Pentaho:Profiler:Analysis Options
Jump to navigation
Jump to search
← Data Quality Components for Pentaho
Profiler Navigation | ||||
---|---|---|---|---|
Overview | ||||
Tutorial | ||||
Advanced Configuration | ||||
| ||||
Output Pins | ||||
Result Codes |
The Analysis Options tab allows for enabling/disabling certain profiling calculations. Disabling unused Analysis Options will become beneficial due to the increase in processing time.
Analysis Options
- Sort Analysis
- This is an analysis of any prevailing sortation for each profiled column. This enables/disables the sortation analysis, which can increase profiling time. This time penalty grows geometrically as more records are added. If you are not interested in this statistic, disable it to decrease your profiling time.
- MatchUp Analysis
- This is an analysis of duplicate record detection.

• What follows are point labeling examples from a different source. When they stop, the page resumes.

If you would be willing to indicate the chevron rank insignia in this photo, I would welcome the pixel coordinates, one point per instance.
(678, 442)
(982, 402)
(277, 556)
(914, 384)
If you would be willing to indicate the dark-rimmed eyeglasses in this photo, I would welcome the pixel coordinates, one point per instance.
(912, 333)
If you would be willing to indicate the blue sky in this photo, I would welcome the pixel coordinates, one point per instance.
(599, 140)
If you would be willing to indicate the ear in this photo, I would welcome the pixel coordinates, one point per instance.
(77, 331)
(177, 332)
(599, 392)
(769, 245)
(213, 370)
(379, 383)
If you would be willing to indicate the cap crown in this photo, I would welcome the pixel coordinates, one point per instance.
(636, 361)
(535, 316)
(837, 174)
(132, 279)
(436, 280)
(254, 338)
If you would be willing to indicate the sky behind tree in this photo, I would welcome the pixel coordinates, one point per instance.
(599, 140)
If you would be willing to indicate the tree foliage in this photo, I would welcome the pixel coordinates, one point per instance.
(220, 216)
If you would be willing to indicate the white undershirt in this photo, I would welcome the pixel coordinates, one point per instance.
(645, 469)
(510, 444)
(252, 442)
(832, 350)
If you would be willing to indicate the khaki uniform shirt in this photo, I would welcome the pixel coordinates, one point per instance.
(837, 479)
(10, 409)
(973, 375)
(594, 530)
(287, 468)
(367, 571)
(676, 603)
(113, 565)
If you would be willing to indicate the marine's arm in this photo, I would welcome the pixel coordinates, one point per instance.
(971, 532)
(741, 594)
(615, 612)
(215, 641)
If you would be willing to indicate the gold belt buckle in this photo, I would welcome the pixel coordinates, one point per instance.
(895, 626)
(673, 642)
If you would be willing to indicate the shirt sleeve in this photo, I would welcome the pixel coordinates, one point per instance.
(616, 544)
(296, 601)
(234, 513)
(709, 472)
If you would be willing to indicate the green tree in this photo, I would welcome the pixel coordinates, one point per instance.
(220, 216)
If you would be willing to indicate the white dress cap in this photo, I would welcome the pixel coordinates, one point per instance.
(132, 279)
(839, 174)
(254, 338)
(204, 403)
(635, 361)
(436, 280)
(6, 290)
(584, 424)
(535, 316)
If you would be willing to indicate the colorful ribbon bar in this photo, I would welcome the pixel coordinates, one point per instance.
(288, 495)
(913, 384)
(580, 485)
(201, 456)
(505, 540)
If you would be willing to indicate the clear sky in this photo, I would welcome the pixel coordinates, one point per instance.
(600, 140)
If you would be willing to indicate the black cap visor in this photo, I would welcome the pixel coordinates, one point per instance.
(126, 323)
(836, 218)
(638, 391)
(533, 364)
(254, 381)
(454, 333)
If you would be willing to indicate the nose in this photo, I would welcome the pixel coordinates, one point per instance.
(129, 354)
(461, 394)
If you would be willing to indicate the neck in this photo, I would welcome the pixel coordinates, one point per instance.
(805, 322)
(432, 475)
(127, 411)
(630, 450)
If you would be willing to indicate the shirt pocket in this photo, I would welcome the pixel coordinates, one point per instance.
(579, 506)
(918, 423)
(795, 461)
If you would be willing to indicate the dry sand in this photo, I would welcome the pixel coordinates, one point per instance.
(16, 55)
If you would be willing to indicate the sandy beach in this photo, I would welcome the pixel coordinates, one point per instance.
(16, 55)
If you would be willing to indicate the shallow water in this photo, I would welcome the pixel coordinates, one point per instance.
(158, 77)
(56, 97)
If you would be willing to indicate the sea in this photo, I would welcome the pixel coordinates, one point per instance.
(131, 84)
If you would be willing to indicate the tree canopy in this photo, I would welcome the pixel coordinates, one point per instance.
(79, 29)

This enables/disables duplicate record detection. Duplicate analysis increases the profiling time by under 5% and ProfileData profiling time by about 30%.
- RightFielder Analysis
- This is an analysis of profiled columns' inferred data type (e.g., Full Name, Address, etc.). This enables/disables inferred data type analysis. This analysis is responsible for the Inconsistent Data and Inferred Data Type statistics. This increases the profiling time by under 10%.
- Data Aggregation
- This is an analysis of aggregate data determination (e.g., averages, median, quartiles, etc.). This enables/disables all forms of aggregation and value gathering. Any statistic that cannot be determined incrementally (for example, median, population standard deviation, etc.) is determined via aggregation. This analysis is also responsible for all value tables (Frequency, Pattern, SoundEx, etc.). All iterators and data aggregation statistics are dependent on this analysis. This increases profiling time by over 90%.
Setup Options
The Setup Options are not required. They are used purely for documentation purposes and will have no impact on profiling results.
- Table Name
- This function sets the user name for a particular run.
- User Name
- This function sets the user name for a particular run.
- Job Name
- This function sets the job name for a particular run.
- Job Description
- This function sets the job description for a particular run.